The narrator uses Archer's reflection on the falseness of most marriages to make an observation on the hypocrisy of New York society that could stand as emblematic of The Age of Innocence: "In reality they all lived in a kind of hieroglyphic world, where the real thing was never said or done or even thought, but only represented by a set of arbitrary signs." (Chapter 6, p. 38). An example is Mrs Archer's pretence of reluctance at bringing forward the announcement of the engagement, when, in fact, she is eager to see the marriage happen soon.

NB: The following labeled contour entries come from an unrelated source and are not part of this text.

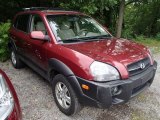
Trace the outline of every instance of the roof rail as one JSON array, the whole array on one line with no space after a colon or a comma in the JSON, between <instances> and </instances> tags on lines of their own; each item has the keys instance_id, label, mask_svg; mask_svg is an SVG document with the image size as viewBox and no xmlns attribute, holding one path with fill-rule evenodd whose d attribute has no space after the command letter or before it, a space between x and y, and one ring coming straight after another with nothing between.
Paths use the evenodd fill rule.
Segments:
<instances>
[{"instance_id":1,"label":"roof rail","mask_svg":"<svg viewBox=\"0 0 160 120\"><path fill-rule=\"evenodd\" d=\"M32 10L40 10L40 11L43 11L43 10L64 10L64 11L66 11L65 9L62 9L62 8L52 8L52 7L30 7L30 8L23 8L23 11L32 11Z\"/></svg>"}]
</instances>

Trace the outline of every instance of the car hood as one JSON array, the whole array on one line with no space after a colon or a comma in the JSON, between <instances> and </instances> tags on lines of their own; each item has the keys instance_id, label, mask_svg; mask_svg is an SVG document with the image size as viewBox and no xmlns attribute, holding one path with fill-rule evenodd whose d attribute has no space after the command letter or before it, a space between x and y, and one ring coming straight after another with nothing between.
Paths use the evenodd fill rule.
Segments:
<instances>
[{"instance_id":1,"label":"car hood","mask_svg":"<svg viewBox=\"0 0 160 120\"><path fill-rule=\"evenodd\" d=\"M126 39L103 39L92 42L65 44L67 48L85 54L96 61L127 66L148 56L147 48Z\"/></svg>"}]
</instances>

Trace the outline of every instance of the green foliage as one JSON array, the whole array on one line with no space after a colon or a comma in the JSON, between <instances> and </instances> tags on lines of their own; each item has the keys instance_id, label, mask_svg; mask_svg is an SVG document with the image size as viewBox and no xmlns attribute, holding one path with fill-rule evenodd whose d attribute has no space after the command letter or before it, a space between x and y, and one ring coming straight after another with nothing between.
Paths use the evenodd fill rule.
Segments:
<instances>
[{"instance_id":1,"label":"green foliage","mask_svg":"<svg viewBox=\"0 0 160 120\"><path fill-rule=\"evenodd\" d=\"M5 61L9 57L8 51L8 30L11 23L8 21L6 23L0 24L0 61Z\"/></svg>"},{"instance_id":2,"label":"green foliage","mask_svg":"<svg viewBox=\"0 0 160 120\"><path fill-rule=\"evenodd\" d=\"M160 30L160 1L142 0L130 4L125 9L124 30L130 35L155 37Z\"/></svg>"},{"instance_id":3,"label":"green foliage","mask_svg":"<svg viewBox=\"0 0 160 120\"><path fill-rule=\"evenodd\" d=\"M160 41L160 33L157 33L156 39Z\"/></svg>"},{"instance_id":4,"label":"green foliage","mask_svg":"<svg viewBox=\"0 0 160 120\"><path fill-rule=\"evenodd\" d=\"M147 38L143 35L136 36L135 41L147 46L148 48L151 48L152 52L154 54L160 53L160 41L156 38Z\"/></svg>"}]
</instances>

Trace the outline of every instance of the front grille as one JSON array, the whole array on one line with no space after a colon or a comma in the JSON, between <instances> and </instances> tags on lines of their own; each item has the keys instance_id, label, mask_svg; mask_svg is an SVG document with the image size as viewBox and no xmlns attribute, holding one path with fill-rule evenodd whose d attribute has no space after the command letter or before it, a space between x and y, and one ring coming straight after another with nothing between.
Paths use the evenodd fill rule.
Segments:
<instances>
[{"instance_id":1,"label":"front grille","mask_svg":"<svg viewBox=\"0 0 160 120\"><path fill-rule=\"evenodd\" d=\"M148 57L140 61L137 61L135 63L129 64L127 66L129 76L137 75L137 74L140 74L141 72L144 72L150 67L150 65L151 63Z\"/></svg>"}]
</instances>

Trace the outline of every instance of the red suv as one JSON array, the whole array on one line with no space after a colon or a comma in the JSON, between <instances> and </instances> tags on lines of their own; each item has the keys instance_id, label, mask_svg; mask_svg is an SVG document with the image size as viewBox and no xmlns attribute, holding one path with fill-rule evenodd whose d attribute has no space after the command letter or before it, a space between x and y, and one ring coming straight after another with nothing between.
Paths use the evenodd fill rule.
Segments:
<instances>
[{"instance_id":1,"label":"red suv","mask_svg":"<svg viewBox=\"0 0 160 120\"><path fill-rule=\"evenodd\" d=\"M29 8L15 16L9 34L13 66L26 64L50 81L66 115L84 103L127 102L151 85L157 69L145 46L113 37L80 12Z\"/></svg>"},{"instance_id":2,"label":"red suv","mask_svg":"<svg viewBox=\"0 0 160 120\"><path fill-rule=\"evenodd\" d=\"M17 94L6 74L0 69L0 120L21 120Z\"/></svg>"}]
</instances>

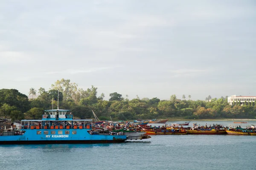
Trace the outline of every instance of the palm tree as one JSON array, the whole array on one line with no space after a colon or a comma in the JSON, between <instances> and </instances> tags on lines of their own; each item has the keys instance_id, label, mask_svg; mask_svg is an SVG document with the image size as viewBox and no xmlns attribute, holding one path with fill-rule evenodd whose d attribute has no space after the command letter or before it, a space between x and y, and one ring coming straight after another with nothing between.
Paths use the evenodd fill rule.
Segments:
<instances>
[{"instance_id":1,"label":"palm tree","mask_svg":"<svg viewBox=\"0 0 256 170\"><path fill-rule=\"evenodd\" d=\"M29 94L32 94L32 99L34 99L33 95L35 95L36 94L36 91L35 90L35 88L30 88Z\"/></svg>"},{"instance_id":2,"label":"palm tree","mask_svg":"<svg viewBox=\"0 0 256 170\"><path fill-rule=\"evenodd\" d=\"M209 101L210 100L212 99L212 96L211 95L209 95L207 97L206 97L205 98L205 100L208 100L208 101Z\"/></svg>"},{"instance_id":3,"label":"palm tree","mask_svg":"<svg viewBox=\"0 0 256 170\"><path fill-rule=\"evenodd\" d=\"M184 100L186 99L186 96L185 96L185 94L182 95L182 99L184 99Z\"/></svg>"},{"instance_id":4,"label":"palm tree","mask_svg":"<svg viewBox=\"0 0 256 170\"><path fill-rule=\"evenodd\" d=\"M191 98L191 95L189 94L189 100L190 100L190 98Z\"/></svg>"}]
</instances>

Archer's new vision of May's innocence as a product carefully manufactured by relatives casts an ironic light on the novel's title. Through Archer, Wharton seems to ask, what is the value of the 'innocence' that girls aspire to and which men are supposed to want in a wife? Wharton's own answer, given through Archer's point of view, seems clear: "He could not get away from the fact that if he had been brought up as she had they would have been no more fit to find their way about than the Babes in the Wood." (Chapter 6, p. 39).